All those dusted off jokes and not one got told.
All those questions unasked.
All the leering quieted.
All the hubris converted into a little humility.
Women teachers talking frankly and honestly to overheated teen boys about sex?
Best birth control since the bucket of iced water.
DeePo says
I’m waiting for a ”fatwa” from the mufti…hahahahahaha.
I wonder what will these ”muftis” will think about the so-called sex-ed.
Adam says
DeePo,
I thought our dear Nik Aziz already said no no to sex education? He reckoned it to teaching thieves how to steal. Well, such a simple minded and likeable chap; a bit outdated in his thinking though…
mike says
Pretty comprehensive, free, and relevant … wonder if M’sia has her own version of this:
http://sexreally.com/
Otherwise, it should be used for reasons given above.
born2reign says
My parents warned/educated us about dirty old men, flashers, abducters, drugs (white stuff), ghosts, all except sex. Sex should be taught by a responsible adult who understands that it is part of a committed relationship, and not a reproductive act.
I teach my kids from 3 to 8 yrs about conception, sperms and eggs, vagina, cervix and penis, from a pictorial pregnancy book. They were very interested, of course they cannot understand the relationship part of it (the difference between friendship and lovers). So we welcome questions from there and they are not told it is a dirty taboo subject.

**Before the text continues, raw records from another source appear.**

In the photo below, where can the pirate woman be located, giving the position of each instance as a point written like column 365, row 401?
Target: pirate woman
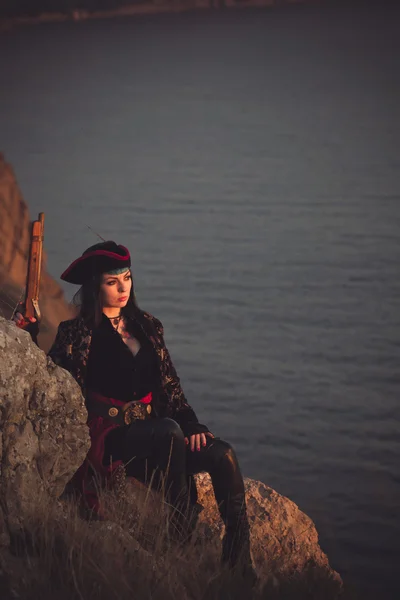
column 138, row 415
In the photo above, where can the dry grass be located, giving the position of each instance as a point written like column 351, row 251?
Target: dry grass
column 131, row 556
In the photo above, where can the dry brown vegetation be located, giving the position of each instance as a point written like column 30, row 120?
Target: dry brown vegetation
column 60, row 555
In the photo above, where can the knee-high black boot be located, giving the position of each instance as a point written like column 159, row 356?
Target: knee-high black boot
column 229, row 492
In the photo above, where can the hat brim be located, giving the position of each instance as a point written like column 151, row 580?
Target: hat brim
column 95, row 263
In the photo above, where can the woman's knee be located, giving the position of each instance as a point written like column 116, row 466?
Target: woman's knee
column 222, row 452
column 171, row 429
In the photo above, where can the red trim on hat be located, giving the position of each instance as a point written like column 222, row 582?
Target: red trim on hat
column 97, row 253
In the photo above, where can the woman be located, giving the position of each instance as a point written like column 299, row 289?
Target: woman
column 138, row 415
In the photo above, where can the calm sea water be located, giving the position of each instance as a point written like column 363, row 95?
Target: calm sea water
column 250, row 161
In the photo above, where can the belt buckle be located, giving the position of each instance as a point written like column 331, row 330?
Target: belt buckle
column 136, row 411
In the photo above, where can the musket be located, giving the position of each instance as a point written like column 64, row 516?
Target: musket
column 34, row 269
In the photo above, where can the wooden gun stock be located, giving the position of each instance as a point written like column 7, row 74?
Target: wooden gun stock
column 34, row 269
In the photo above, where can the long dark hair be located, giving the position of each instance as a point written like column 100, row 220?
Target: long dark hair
column 87, row 300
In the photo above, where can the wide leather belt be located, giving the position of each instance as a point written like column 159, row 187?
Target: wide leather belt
column 134, row 411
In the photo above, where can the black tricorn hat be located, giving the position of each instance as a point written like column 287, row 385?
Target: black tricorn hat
column 100, row 258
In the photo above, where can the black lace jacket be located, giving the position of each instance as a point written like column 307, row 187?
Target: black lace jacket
column 71, row 351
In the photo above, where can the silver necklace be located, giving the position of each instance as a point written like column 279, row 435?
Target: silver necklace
column 115, row 321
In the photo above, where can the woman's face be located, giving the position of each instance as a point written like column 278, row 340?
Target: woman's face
column 115, row 289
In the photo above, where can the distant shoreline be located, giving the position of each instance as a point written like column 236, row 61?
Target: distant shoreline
column 147, row 8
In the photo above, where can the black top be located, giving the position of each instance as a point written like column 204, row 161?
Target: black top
column 113, row 370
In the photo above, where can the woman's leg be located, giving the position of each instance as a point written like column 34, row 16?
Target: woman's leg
column 219, row 459
column 151, row 449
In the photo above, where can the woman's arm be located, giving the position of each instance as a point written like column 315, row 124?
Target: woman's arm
column 60, row 351
column 178, row 407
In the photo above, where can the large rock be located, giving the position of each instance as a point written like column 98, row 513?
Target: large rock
column 14, row 250
column 43, row 441
column 43, row 432
column 284, row 540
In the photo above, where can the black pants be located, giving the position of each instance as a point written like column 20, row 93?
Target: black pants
column 158, row 446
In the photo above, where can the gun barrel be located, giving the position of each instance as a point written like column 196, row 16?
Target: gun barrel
column 34, row 269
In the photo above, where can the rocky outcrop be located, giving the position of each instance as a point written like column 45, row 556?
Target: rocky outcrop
column 44, row 439
column 284, row 540
column 14, row 250
column 43, row 432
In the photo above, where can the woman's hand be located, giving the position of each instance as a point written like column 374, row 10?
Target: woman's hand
column 30, row 324
column 21, row 322
column 198, row 440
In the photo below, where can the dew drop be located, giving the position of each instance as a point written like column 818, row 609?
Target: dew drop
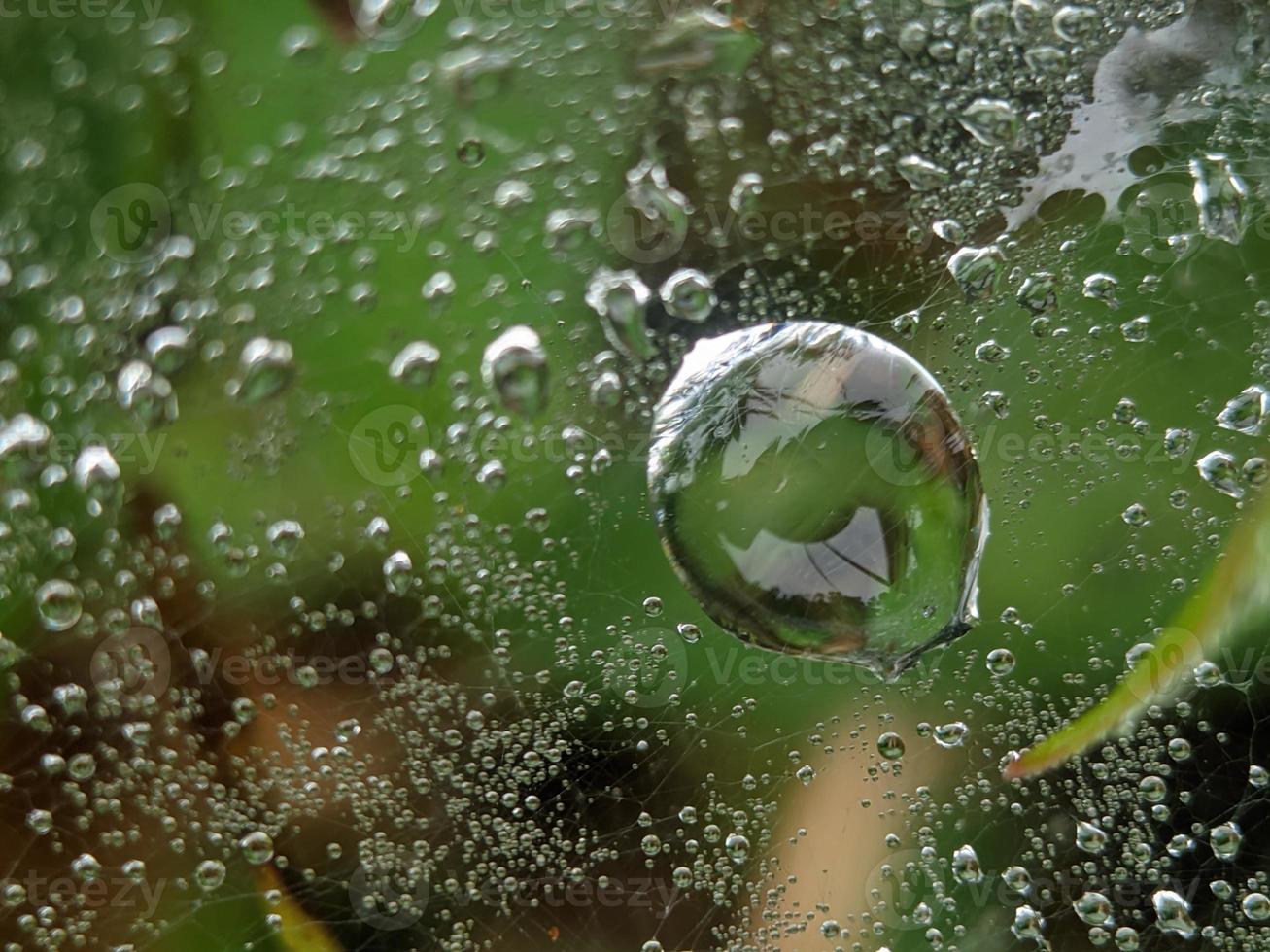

The important factor is whether there are any teachers who are capable and mature enough to teach about love, relationship, commitment, sacrifice and long-suffering BEFORE teaching about sexual intercourse. Otherwise, just distribute condoms and pills and VCDs about sexual intercourse – who needs a face?
Talib says
“…who needs a face?…”
Not Shahrizat’s!
Malaysians need a face. Maybe a body is good enough … a non profit body of tinkerers who do consultancy and let it pay itself.
Plenty of retired medical people around. Then there’s plenty of young ones, too. A Malaysian doctor no longer serves 7,500 citizens. It’s down to almost under 1,000 citizens to 1 doctor now!???
Sell educational information to the community. Can even sell well researched information to WHO or other less developed countries. Help others and help ourselves. The HIV problem is a huge one, too!
But someone’s got to paint the overall contemporary picture and scope of the problem and the work. […]
The state we’re in, Najib will put another RM5 billion on PM’s Dept budget which is already RM12 billion.